Its amazing finding your purpose in life, or at least realize the stuff that brings you the outer most happiness. I didn’t realize till a few months ago which was the thing that tickle me in that way, and the process was so subtile that I didn’t even noticed it.  You can call it a purpose, a calling, a thing, but it has brought me joy this past years in a way I cannot even describe, but I’ll sure as hell try.

I’ll start to call myself a Collateral Beauty hunter!

I was talking to Phillip about this just a few hours ago. -Have you ever found yourself in front of something or someone that’s so overwhelmingly beautiful that you just cry?- I have found myself craving for this moments, hunting them down and finding them in the simplest of things.

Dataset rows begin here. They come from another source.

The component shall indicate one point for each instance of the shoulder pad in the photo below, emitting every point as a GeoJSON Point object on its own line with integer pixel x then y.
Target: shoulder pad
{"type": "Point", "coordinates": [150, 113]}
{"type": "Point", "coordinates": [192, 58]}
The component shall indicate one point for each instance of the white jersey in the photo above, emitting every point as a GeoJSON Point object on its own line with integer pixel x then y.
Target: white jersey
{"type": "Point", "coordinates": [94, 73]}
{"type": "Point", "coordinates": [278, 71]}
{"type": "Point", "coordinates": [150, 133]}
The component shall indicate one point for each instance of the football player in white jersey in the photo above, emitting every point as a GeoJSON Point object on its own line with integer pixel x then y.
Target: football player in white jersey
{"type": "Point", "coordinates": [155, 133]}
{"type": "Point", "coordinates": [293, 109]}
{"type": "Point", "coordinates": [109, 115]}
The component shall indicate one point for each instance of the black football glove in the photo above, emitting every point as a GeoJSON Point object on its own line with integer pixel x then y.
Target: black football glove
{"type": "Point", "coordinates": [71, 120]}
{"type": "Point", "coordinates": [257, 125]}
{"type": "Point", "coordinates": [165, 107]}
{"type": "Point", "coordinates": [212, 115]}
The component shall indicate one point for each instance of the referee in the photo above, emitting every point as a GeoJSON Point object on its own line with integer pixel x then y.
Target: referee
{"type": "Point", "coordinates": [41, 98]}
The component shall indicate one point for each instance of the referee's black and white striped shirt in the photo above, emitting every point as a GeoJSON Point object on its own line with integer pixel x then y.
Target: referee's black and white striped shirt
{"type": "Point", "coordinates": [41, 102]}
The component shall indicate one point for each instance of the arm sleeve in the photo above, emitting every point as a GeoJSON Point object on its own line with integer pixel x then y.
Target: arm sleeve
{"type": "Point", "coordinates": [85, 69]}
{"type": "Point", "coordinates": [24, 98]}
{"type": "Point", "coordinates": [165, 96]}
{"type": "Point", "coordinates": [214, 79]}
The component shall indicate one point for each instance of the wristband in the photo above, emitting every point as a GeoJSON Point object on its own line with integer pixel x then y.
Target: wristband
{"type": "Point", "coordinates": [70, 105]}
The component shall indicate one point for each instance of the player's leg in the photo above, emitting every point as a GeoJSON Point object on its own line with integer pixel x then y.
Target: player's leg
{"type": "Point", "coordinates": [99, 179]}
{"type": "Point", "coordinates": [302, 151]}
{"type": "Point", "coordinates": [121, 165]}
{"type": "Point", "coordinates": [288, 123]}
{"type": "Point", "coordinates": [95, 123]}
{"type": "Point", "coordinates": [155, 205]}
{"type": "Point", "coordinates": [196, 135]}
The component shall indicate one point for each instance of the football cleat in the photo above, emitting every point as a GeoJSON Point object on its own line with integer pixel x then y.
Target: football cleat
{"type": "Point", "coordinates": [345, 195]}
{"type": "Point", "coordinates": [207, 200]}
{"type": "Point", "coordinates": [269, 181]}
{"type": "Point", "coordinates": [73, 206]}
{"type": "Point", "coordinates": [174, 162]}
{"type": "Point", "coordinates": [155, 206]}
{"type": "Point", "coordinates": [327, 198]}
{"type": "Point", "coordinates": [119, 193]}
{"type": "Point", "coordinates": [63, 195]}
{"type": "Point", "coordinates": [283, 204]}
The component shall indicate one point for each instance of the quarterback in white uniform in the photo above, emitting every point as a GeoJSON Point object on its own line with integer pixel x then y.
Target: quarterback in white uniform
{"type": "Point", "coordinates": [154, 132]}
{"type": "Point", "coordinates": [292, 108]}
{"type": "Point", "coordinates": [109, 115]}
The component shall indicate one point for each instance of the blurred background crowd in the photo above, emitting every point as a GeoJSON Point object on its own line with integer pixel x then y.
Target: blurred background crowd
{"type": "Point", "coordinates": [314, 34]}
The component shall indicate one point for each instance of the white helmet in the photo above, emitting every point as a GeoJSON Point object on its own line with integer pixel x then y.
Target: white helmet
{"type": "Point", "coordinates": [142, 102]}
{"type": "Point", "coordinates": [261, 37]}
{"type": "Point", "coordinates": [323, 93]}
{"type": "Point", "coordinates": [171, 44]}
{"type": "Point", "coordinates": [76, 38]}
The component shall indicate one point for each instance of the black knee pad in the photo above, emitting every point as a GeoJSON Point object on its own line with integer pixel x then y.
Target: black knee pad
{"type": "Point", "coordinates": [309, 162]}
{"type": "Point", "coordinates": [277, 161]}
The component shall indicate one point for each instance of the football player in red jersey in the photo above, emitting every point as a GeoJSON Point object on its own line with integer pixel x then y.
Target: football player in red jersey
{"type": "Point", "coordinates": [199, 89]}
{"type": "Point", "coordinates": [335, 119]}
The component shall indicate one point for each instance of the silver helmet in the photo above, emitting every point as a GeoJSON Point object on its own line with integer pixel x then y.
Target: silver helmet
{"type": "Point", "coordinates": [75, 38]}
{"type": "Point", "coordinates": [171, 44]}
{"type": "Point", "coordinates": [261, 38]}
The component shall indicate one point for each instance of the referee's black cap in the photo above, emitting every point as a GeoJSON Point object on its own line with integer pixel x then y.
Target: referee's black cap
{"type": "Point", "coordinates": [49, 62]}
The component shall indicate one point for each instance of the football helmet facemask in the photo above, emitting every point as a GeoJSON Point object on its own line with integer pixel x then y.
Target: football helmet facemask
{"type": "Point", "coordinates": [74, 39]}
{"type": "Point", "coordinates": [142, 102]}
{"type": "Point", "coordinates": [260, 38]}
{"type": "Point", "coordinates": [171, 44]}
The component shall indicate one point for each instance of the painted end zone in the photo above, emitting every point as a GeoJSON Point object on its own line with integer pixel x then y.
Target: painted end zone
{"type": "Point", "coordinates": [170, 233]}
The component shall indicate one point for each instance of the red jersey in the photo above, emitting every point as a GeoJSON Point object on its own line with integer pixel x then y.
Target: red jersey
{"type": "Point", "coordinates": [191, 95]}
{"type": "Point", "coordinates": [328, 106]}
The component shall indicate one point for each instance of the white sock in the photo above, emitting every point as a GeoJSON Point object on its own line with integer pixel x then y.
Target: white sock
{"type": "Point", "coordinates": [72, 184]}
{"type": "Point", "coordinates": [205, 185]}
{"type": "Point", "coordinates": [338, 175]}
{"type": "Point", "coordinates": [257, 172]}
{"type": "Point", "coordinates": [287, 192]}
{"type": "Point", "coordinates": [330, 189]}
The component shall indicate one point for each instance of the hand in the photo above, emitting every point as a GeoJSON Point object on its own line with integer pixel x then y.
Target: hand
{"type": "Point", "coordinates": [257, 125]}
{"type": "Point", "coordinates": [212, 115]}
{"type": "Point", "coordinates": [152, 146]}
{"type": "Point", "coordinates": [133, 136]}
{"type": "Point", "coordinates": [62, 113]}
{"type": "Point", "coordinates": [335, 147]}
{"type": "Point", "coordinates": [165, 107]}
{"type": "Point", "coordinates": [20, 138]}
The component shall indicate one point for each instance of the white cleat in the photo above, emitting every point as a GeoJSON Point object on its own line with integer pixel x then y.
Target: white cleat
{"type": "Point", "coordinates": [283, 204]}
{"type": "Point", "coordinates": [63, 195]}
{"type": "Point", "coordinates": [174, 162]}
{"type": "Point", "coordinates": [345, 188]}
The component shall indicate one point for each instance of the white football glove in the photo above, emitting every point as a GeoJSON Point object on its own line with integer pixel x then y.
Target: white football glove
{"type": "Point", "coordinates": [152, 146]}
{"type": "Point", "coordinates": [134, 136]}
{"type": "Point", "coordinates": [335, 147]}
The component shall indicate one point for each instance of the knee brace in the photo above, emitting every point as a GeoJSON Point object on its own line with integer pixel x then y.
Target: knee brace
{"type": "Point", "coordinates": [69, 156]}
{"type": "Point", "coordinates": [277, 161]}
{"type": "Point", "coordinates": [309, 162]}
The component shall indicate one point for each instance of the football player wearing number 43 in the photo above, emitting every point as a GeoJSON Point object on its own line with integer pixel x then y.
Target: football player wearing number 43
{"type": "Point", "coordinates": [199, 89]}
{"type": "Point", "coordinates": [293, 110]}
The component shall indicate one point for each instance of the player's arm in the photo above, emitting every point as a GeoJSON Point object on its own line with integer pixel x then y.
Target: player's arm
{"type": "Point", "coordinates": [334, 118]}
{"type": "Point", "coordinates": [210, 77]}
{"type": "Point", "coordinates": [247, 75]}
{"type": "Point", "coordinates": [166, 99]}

Climbing a mounting and with that sense of accomplishment along with a beautiful scenery makes the perfect Collateral Beauty moment.

I’ve had a few of this moments in my life but definitely 2017 was FILLED with them and I’m so grateful for the people, pets, places that took part of it!

It was a hard year but along with it I found myself been more grateful for the things I lost that were a burden for my personal growth, no attachment just let go with a big thank you. Also with such a hard time in our country I couldn’t be more bless to have the friends and family I have, and the many more I’ve made in such though times. There’s Collateral Beauty in that too. I cannot deny that the simplest of things become so damn important after a difficult time like the one we had this last September. Life is such a precious, wonderful, and rare thing. I’m just amazingly surprised I never saw it with the eyes I see it today. Can it be I’m finally becoming the person I always dream out to be? Or am I just getting old and going trough a midlife crisis?  Anyway… the best is yet to come. Happy 2018!